ライブ活動は、1966年8月29日の米国・サンフランシスコのキャンドル・スティック・パーク公演を最後に終止符が打たれた。帰国後、思い思いの休暇を過ごして気力を充実させた4人は、11月24日、ニュー・アルバム制作のため、再びアビイ・ロード・スタジオに集まる。
締め切りに追われることなく自分たちのペースで仕事をすることが約束されていた。最初に取りかかった曲が、「ストロベリー・フィールズ・フォーエバー」。66年秋、ジョンが出演を引き受けた映画「わたしの戦争」の撮影中にスペインのアルメニアで書き上げた。
「ストロベリー・フィールド」はリバプールにあった救世軍運営の孤児院のことだ。ジョンが育ったミミ叔母さんの家の近くにあった。ジョンの子ども時代の記憶をよみがえらせる場所である。
この曲には、テープの逆回転や変速録音などデビュー以来、4人がレコーディングスタジオで学んだありとあらゆるものが集約されている。4人の創造性が開花する「スタジオ時代」の幕開けにふさわしい曲となった。
苦心作でもある。完成までに7回のセッションを重ね、そのたびに曲は姿を変える。「テイク1」と完成版では、ストリング・シンセサイザーの前身の楽器、メロトロンを使った部分だけが共通するだけとされる。
ジョンは録音を始める前、スタジオでジョージ・マーティンの向かい側に座り、アコースティック・ギターを弾きながら歌ってみせた。
「文句なしに素晴らしかった」。そんな風にマーティンが述懐する曲のテイストは、アンソロジー2に収録された「テイク1」で味わうことができる。
ところが、いつもの楽器編成で録音を重ねるうちに曲のテンポが速くなりヘビーになっていったという。

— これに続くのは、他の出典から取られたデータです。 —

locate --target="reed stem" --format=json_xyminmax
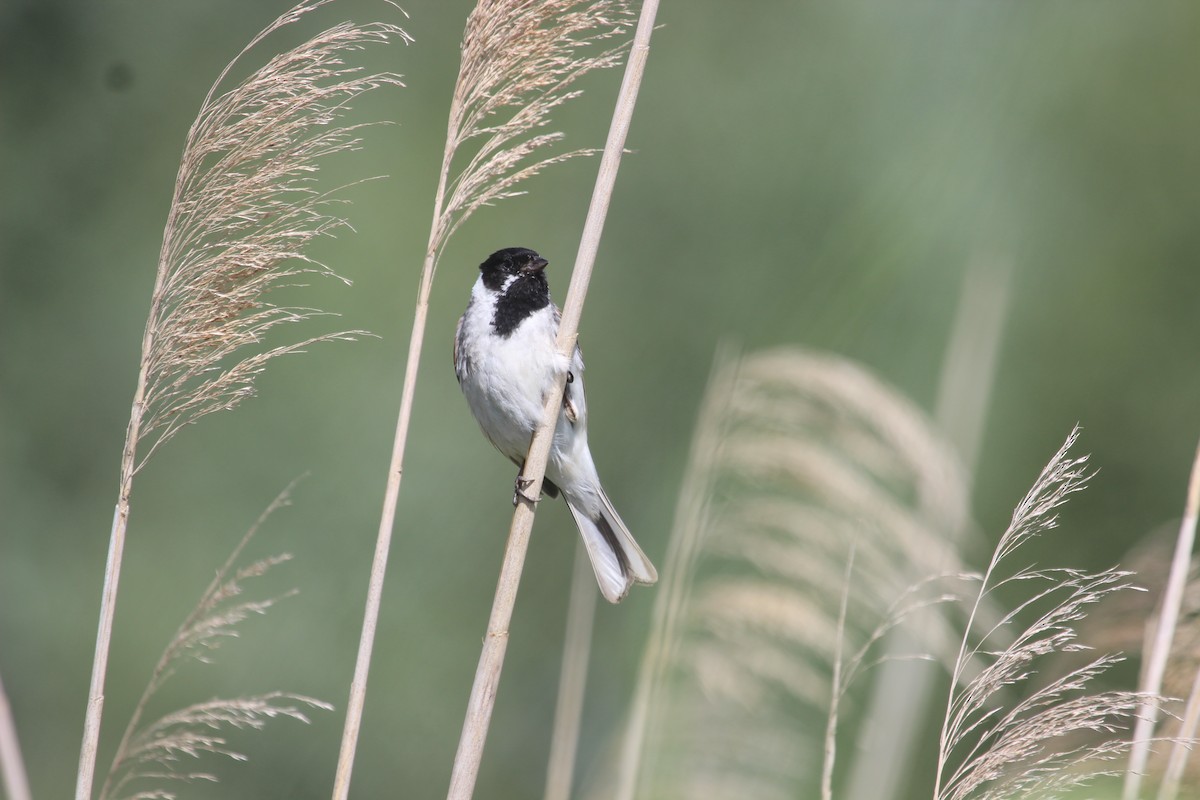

「ジョンは何も言わなかったが、ジョンが当初に思い描いていた出来とは違うことは何となく分かっていた」
ベストとされた「テイク7」もわずか9日間の命。ジョンがマーティンに「もう一度取り直したい」と訴えた。話し合いの結果、マーティンがトランペットとチェロのスコアを書き加えることになる。
4人は新たなリズム・トラックを録音することから始めた。「テイク15」の初めから4分の3と「テイク24」の終わりから4分の1をつなぎ合わせた編集トラックをもとに、リメイク・バージョン「テイク26」がつくられた。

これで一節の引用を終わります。